Talk to a customer service representative or visit the certifying agencies website to find out what pathogens are tested for and how the seed is tested.

Information about seed testing may be available on a company’s website but more often you will need to talk with a customer service representative. Do not expect a guarantee of disease free seed, however, as only a sample of the seed can be tested.

Fungicide Treated Seed

Fungicide treated soybean seed is dyed pink.
M. Grabowski, UMN Extension 

Seed can be treated with several different fungicides prior to sale. Fungicide treated seed will have a distinct color (bright pink or blue) to indicate that it is not safe to eat.
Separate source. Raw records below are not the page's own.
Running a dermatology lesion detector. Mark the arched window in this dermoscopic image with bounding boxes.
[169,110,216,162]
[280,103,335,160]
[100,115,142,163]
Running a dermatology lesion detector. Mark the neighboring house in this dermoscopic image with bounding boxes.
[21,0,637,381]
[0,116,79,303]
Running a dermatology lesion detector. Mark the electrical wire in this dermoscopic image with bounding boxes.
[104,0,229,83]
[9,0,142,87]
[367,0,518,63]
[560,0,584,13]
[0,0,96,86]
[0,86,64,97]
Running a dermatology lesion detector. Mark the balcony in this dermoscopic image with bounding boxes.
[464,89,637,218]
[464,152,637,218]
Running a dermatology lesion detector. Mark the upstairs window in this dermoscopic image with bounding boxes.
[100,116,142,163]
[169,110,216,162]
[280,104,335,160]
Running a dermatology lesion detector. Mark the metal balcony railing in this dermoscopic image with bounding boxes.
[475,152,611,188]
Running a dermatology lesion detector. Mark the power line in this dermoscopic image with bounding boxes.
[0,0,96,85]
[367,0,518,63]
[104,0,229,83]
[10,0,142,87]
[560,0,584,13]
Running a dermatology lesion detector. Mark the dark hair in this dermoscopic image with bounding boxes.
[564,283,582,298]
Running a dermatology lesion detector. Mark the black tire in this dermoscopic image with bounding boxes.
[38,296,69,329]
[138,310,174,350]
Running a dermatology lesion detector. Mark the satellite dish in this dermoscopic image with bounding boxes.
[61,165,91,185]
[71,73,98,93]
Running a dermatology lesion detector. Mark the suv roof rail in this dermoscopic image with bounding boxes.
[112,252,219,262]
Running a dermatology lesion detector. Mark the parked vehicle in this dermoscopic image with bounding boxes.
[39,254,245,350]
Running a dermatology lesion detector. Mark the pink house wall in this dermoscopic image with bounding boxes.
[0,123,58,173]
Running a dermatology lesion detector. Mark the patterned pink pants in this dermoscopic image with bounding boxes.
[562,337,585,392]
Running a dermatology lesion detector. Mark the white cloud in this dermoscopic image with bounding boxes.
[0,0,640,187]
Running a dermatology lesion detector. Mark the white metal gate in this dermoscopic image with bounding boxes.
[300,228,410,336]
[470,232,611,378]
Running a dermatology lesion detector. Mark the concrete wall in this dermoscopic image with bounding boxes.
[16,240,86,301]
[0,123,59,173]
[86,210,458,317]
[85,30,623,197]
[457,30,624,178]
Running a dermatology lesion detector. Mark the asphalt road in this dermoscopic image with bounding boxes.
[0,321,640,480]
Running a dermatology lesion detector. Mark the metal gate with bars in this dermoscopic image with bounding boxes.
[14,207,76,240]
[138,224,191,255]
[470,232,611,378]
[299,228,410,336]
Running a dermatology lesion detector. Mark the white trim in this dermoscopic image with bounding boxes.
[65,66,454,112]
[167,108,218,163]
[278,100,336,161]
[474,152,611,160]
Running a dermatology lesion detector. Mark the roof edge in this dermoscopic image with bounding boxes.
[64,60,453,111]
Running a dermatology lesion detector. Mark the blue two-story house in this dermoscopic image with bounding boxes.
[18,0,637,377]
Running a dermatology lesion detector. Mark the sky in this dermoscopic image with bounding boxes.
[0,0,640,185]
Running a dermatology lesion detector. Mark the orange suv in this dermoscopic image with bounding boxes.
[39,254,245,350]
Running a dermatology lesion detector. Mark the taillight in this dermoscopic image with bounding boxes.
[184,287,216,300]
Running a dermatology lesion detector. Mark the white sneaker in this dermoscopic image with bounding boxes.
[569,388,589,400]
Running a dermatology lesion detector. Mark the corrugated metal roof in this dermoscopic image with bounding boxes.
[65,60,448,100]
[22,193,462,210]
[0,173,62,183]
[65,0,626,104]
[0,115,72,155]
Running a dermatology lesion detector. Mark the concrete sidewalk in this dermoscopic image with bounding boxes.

The fungicides used in seed treatments are designed to protect the young seedling from damping off, a fungal disease that causes seed rot and kills seedlings. These fungicides will not protect the mature plant once it has grown out of the seedling stage.

Growers using fungicide treated seeds should read the seed packet and accompanying information carefully and follow any instructions provided. General guidelines for the safe handling of pesticide treated seed can be found at the MN Crop News.